The second part of the Coalition’s commitment also comes into force on the same day in the form of The Regulation of Investigatory Powers (Directed Surveillance and Covert Human Intelligence Sources) (Amendment) Order 2012, SI 2012/1500 (“the 2012 Order”).  This amends the Regulation of Investigatory Powers (Directed Surveillance and Covert Human Intelligence Sources) Order 2010, SI 2010/521 (“the 2010 Order”).

From 1st November 2012, local authority Authorising Officers may not authorise Directed Surveillance unless it is for the purpose of preventing or detecting a criminal offence and it meets the condition set out in New Article 7A(3)(a) or (b) of the 2010 Order. Those conditions are that the criminal offence which is sought to be prevented or detected is punishable, whether on summary conviction or on indictment, by a maximum term of at least 6 months of imprisonment, or would constitute an offence under sections 146, 147 or 147A of the Licensing Act 2003 or section 7 of the Children and Young Persons Act 1933 (offences involving sale of tobacco and alcohol to underage children).

The Government’s aim in passing the 2012 Order is explained in paragraph 7.2 of the explanatory memorandum :

“The additional restriction that is imposed through this statutory instrument on authorisations of directed surveillance by local authorities is imposed in response to public concern that some local authorities have used directed surveillance in trivial cases such as littering, dog control and school admission. This statutory instrument discharges a Government commitment to prevent local authority use of directed surveillance under RIPA unless required for the purposes of preventing or detecting the more serious kinds of criminal offences which local authorities investigate.”

Whilst the 2012 Order will certainly restrict councils authorising Directed Surveillance under RIPA, can it completely stop them doing covert surveillance when investigating “minor offences”? I do not think so.

RIPA is there to ensure that certain types of covert surveillance undertaken by public authorities is done in such as is human rights compliant. This is done through a system of (until now) internal authorisation from a senior officer. RIPA is permissive legislation. Authorisation under RIPA affords a public authority a defence under Section 27 i.e. the activity is lawful for all purposes. However, failure to obtain an authorisation does not make covert surveillance unlawful. Section 80 of RIPA states:

“Nothing in any of the provisions of this Act by virtue of which conduct of any description is or may be authorised by any warrant, authorisation or notice, or by virtue of which information may be obtained in any manner, shall be construed—

(a)as making it unlawful to engage in any conduct of that description which is not otherwise unlawful under this Act and would not be unlawful apart from this Act;

(b)as otherwise requiring—

(i)the issue, grant or giving of such a warrant, authorisation or notice, or

(ii)the taking of any step for or towards obtaining the authority of such a warrant, authorisation or notice,

before any such conduct of that description is engaged in; or

(c)as prejudicing any power to obtain information by any means not involving conduct that may be authorised under this Act.”

This point was explained more fully by the Investigatory Powers Tribunal in the case of C v The Police (Case No: IPT/03/32/H 14th November 2006 ):

Although RIPA provides a framework for obtaining internal authorisations of directed surveillance (and other forms of surveillance), there is no general prohibition in RIPA against conducting directed surveillance without RIPA  authorisation. RIPA does not require prior authorisation to be obtained by a public authority in order to carry out surveillance. Lack of authorisation under RIPA does not necessarily mean that the carrying out of directed surveillance is unlawful.

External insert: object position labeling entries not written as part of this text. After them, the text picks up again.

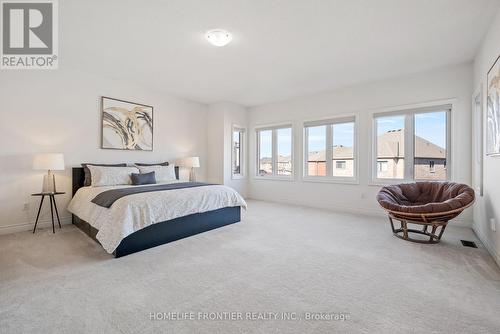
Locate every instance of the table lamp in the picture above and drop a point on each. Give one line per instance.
(191, 162)
(49, 162)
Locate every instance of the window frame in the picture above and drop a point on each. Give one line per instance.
(409, 160)
(243, 144)
(329, 122)
(274, 142)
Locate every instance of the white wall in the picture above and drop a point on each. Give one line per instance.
(222, 117)
(488, 206)
(442, 84)
(59, 111)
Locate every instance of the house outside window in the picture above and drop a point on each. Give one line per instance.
(330, 149)
(237, 152)
(412, 145)
(275, 151)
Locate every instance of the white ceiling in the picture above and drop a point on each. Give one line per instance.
(280, 49)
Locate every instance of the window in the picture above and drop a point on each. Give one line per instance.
(330, 148)
(265, 152)
(275, 151)
(430, 145)
(390, 147)
(316, 153)
(237, 152)
(413, 145)
(382, 166)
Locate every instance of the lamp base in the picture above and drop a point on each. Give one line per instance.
(49, 183)
(192, 175)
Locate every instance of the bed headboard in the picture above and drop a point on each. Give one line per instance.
(79, 177)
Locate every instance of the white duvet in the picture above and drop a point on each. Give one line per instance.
(134, 212)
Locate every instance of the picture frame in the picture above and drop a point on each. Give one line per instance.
(126, 125)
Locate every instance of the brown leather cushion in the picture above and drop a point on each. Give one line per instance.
(425, 197)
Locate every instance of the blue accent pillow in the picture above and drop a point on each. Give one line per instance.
(146, 178)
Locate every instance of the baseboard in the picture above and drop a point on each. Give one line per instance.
(7, 229)
(493, 252)
(379, 213)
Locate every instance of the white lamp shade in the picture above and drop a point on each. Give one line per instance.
(191, 162)
(48, 161)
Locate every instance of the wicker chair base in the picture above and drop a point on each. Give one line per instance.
(404, 232)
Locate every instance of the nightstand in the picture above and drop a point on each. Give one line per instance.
(53, 207)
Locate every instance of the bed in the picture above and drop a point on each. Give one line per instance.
(130, 224)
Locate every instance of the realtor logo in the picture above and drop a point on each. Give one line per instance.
(29, 34)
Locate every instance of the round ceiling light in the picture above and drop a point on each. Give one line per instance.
(218, 37)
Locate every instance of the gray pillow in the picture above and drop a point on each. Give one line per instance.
(147, 178)
(88, 177)
(157, 164)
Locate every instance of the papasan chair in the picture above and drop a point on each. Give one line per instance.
(430, 204)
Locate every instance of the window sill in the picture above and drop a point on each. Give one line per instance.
(382, 182)
(320, 179)
(275, 178)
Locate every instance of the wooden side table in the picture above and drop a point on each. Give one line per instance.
(53, 207)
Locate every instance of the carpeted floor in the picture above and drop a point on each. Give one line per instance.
(293, 261)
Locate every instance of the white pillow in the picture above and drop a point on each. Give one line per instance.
(162, 173)
(111, 176)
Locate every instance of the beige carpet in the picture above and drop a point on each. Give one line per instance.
(288, 260)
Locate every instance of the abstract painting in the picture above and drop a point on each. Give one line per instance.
(493, 116)
(126, 125)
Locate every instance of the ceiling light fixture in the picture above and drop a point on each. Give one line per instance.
(218, 37)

In making the 2012 Order, the Government has forgotten to do anything about section 80 of RIPA. They should have repealed or amended it in some way to achieve their aim. Section 80 means that the changes in the 2012 Order will not make surveillance for dog fouling and littering unlawful. All it will mean is that in such cases surveillance will not have the protection of RIPA (the defence in section 27). Local authorities will still be able use covert surveillance for such purposes as long as it is necessary and proportionate in accordance with Article 8 of the European Convention on Human Rights (right to privacy).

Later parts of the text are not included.